TD tables are partitioned by 1-hour buckets. **Always** filter on time for optimal performance.

**Use TD_INTERVAL or TD_TIME_RANGE:**
```sql
-- Good: Uses partition pruning
WHERE TD_INTERVAL(time, '-1d', 'JST')

-- Good: Explicit time range
WHERE TD_TIME_RANGE(time, '2024-01-01', '2024-01-31')

-- Bad: No time filter - scans entire table!
WHERE user_id = 123  -- Missing time filter
```

**Impact:** Without time filters, queries scan the entire table instead of just relevant partitions, dramatically increasing execution time and cost.

### 2. Column Selection

TD uses columnar storage format. **Select only needed columns.**

```sql
-- Good: Select specific columns
SELECT user_id, event_type, time
FROM events
WHERE TD_INTERVAL(time, '-1d', 'JST')

-- Bad: SELECT * reads all columns
SELECT *  -- Slower and more expensive
FROM events
WHERE TD_INTERVAL(time, '-1d', 'JST')
```

**Impact:** Each additional column increases I/O. Reading 10 columns vs 50 columns can make a significant performance difference.

### 3. Output Optimization

Use appropriate output methods for your use case.

**CREATE TABLE AS (CTAS) - 5x faster than SELECT:**
```sql
-- Best for large result sets
CREATE TABLE analysis_results AS
SELECT
  TD_TIME_STRING(time, 'd!', 'JST') as date,
  COUNT(*) as events
FROM events
WHERE TD_INTERVAL(time, '-1M', 'JST')
GROUP BY 1
```

**INSERT INTO - For appending to existing tables:**
```sql
INSERT INTO daily_summary
SELECT
  TD_TIME_STRING(time, 'd!', 'JST') as date,
  COUNT(*) as events
FROM events
WHERE TD_INTERVAL(time, '-1d', 'JST')
GROUP BY 1
```

**SELECT with LIMIT - For exploratory queries:**
```sql
-- Good for testing/exploration
SELECT *
FROM events
WHERE TD_INTERVAL(time, '-1d', 'JST')
LIMIT 1000
```

**Impact:** CTAS skips JSON serialization, directly writing to partitioned tables, providing 5x better performance.

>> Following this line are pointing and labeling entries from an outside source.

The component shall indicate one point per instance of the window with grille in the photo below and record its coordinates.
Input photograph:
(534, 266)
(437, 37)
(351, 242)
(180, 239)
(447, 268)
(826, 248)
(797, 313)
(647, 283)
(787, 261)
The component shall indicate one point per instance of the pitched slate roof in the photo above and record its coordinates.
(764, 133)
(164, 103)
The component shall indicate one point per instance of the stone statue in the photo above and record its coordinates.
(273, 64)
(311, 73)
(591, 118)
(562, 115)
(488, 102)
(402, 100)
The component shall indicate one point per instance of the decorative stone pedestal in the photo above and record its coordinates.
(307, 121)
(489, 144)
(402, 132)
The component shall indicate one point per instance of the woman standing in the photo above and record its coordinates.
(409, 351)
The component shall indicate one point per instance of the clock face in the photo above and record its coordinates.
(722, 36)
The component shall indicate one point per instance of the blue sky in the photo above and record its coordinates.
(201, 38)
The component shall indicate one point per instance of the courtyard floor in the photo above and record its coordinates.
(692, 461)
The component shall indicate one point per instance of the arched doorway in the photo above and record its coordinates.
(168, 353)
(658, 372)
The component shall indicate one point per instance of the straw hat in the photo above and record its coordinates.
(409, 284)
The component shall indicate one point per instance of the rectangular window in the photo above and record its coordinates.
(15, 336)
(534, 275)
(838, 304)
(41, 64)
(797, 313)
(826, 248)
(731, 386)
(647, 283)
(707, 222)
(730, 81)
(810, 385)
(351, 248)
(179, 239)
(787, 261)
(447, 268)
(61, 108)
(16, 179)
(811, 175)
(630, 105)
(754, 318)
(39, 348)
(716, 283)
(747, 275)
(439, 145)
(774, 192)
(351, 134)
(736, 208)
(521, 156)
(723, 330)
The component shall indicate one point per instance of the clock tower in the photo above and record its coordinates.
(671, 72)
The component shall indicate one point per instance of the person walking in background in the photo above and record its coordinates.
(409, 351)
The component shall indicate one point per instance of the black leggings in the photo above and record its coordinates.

### 4. REGEXP_LIKE vs Multiple LIKE Clauses

Replace chained LIKE clauses with REGEXP_LIKE for better performance.

```sql
-- Bad: Multiple LIKE clauses (slow)
WHERE (
  column LIKE '%android%'
  OR column LIKE '%ios%'
  OR column LIKE '%mobile%'
)

-- Good: Single REGEXP_LIKE (fast)
WHERE REGEXP_LIKE(column, 'android|ios|mobile')
```

**Impact:** Trino's optimizer cannot efficiently handle multiple LIKE clauses chained with OR, but can optimize REGEXP_LIKE.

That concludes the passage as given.